Je connais cette fameuse origine militaire qui justifie "au temps", mais il est courant et normal que l'usage corrige ce qu'il ne comprend plus (cf. "faire long feu" qui n'est plus compris dans son sens d'origine à partir du moment où il n'y a plus beaucoup d'artificiers en 2009...).

Pour tout dire, et en espérant ne vexer personne, je trouve cela un peu cuistre d'écrire "au temps pour moi", car il y a 9 chances sur 10 pour que votre correspondant pense que vous ayez fait une faute, et alors on a ce suprême plaisir de pouvoir lui expliquer que nous, on connaît l'étymologie de la chose (et lui pas, ha ha ha)... Pourtant, de manière générale, je me rangerais plutôt du côté des puristes (modérés).

Mais bon, chacun fait comme il lui plaît, bien sûr !


----------



## Aoyama

> J'emploie l'orthographe que donne l'Académie (_*au* *temps* pour moi_)…


J'ai cherché dans mes grimoires, notamment vieux Grevisse de 1974 :
l'expression viendrait (mais pas prouvé) de "au temps [pour vous]", expression militaire un peu ancienne signifiant "à vous, encore une fois", utilisée généralement lors d'un exercice (ou d'un tir) mal fait. MAIS Grevisse cite plus loin un auteur (connu, j'ai oublié son nom) auteur de plusieurs bouquins sur le français, qui dit (sic) "tout porte à croire que cette orthographe est en fait une pédanterie pour 'autant' ". Dur à trouver dans les dicos d'ailleurs.
Il reste qu'utiliser "au temps pour moi" ne renvoie à rien sémantiquement (même si cette orthographe existe), on pense à "au temps jadis", " au temps des voitures à cheval" (au temps = à l'époque), alors que "autant pour moi", rattaché à "pour autant" ou à une locution comme "autant que soient les rois, ils ne sont que ce que nous sommes" est plus compréhensible. 
Je connais cette fameuse origine militaire qui justifie "*au* *temps*", mais il est courant et normal que l'usage corrige ce qu'il ne comprend plus (cf. "faire long feu" qui n'est plus compris dans son sens d'origine à partir du moment où il n'y a plus beaucoup d'artificiers en 2009...).


> Je connais cette fameuse origine militaire qui justifie "*au* *temps*", mais il est courant et normal que l'usage corrige ce qu'il ne comprend plus (cf. "faire long feu" qui n'est plus compris dans son sens d'origine à partir du moment où il n'y a plus beaucoup d'artificiers en 2009...).


Tout à fait d'accord. L'analogie avec "faire long feu" est très pertinente.

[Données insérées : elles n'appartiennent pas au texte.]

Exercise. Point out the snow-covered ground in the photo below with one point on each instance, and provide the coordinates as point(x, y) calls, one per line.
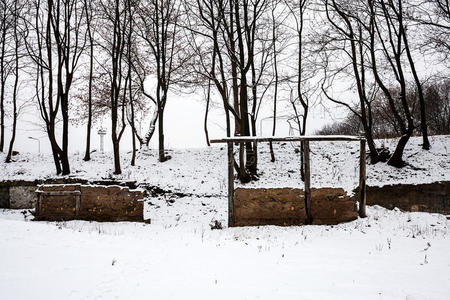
point(389, 255)
point(203, 171)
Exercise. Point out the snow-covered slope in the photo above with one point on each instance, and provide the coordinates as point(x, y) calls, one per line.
point(389, 255)
point(203, 170)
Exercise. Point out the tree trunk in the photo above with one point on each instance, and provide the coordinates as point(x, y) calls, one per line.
point(205, 122)
point(396, 159)
point(161, 154)
point(87, 155)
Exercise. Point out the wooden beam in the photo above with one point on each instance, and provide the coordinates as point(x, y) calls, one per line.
point(362, 178)
point(307, 167)
point(230, 184)
point(315, 138)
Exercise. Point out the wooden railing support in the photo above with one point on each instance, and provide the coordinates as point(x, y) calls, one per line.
point(230, 185)
point(362, 178)
point(307, 168)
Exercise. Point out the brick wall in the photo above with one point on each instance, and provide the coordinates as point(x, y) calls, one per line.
point(89, 202)
point(286, 206)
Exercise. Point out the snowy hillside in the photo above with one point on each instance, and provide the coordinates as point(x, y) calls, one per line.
point(389, 255)
point(203, 170)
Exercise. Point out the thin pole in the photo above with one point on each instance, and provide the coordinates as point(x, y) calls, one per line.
point(230, 185)
point(362, 179)
point(306, 164)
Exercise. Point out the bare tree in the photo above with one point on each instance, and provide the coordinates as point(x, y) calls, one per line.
point(89, 15)
point(5, 69)
point(159, 28)
point(15, 11)
point(349, 41)
point(117, 23)
point(55, 47)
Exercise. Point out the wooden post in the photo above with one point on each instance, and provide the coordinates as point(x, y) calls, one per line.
point(307, 169)
point(230, 185)
point(362, 179)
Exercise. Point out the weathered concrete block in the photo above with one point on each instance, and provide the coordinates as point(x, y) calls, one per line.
point(432, 197)
point(4, 196)
point(286, 206)
point(93, 203)
point(22, 197)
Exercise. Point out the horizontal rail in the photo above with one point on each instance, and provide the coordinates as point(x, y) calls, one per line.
point(313, 138)
point(58, 193)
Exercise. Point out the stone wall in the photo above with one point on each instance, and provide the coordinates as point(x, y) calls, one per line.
point(286, 206)
point(433, 197)
point(89, 202)
point(22, 197)
point(20, 194)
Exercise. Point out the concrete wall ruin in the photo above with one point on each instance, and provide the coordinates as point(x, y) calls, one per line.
point(89, 202)
point(286, 206)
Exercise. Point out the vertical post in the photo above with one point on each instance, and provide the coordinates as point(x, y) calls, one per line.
point(306, 165)
point(362, 178)
point(230, 185)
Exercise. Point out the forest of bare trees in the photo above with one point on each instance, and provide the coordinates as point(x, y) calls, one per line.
point(124, 59)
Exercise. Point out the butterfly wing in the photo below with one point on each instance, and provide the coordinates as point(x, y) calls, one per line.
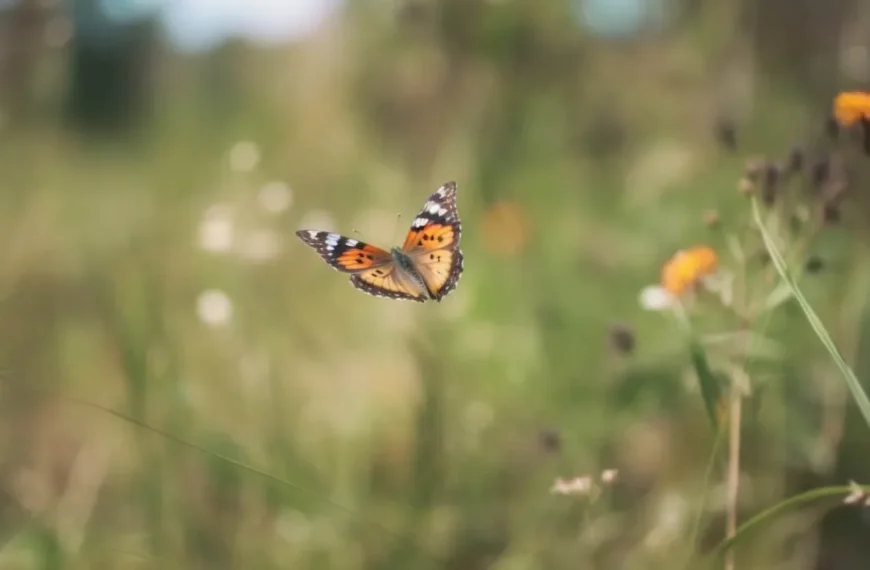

> Pour tout dire, et en espérant ne vexer personne, je trouve cela un peu cuistre d'écrire "*au* *temps* pour moi", car il y a 9 chances sur 10 pour que votre correspondant pense que vous ayez fait une faute, et alors on a ce suprême plaisir de pouvoir lui expliquer que nous, on connaît l'étymologie de la chose (et lui pas, ha ha ha)...


Qui peut aller là contre ?


> Mais il y a des signes évidents qui prouvent qu'il faut écrire "*au* *temps*".
> (notamment le fait que ça vienne de l'Italien, où on dit "al tempo per me".)


Hum, signes évidents ... Mais l'étymologie italienne existe-t-elle vraiment ?


----------



## LV4-26

Chimel said:


> [...] car il y a 9 chances sur 10 pour que votre correspondant pense que vous ayez fait une faute, et alors on a ce suprême plaisir de pouvoir lui expliquer que nous, on connaît l'étymologie de la chose (et lui pas, ha ha ha)... [...]


Projection ou simple procès d'intention ? . Je plaisante; tu dois avoir en partie raison.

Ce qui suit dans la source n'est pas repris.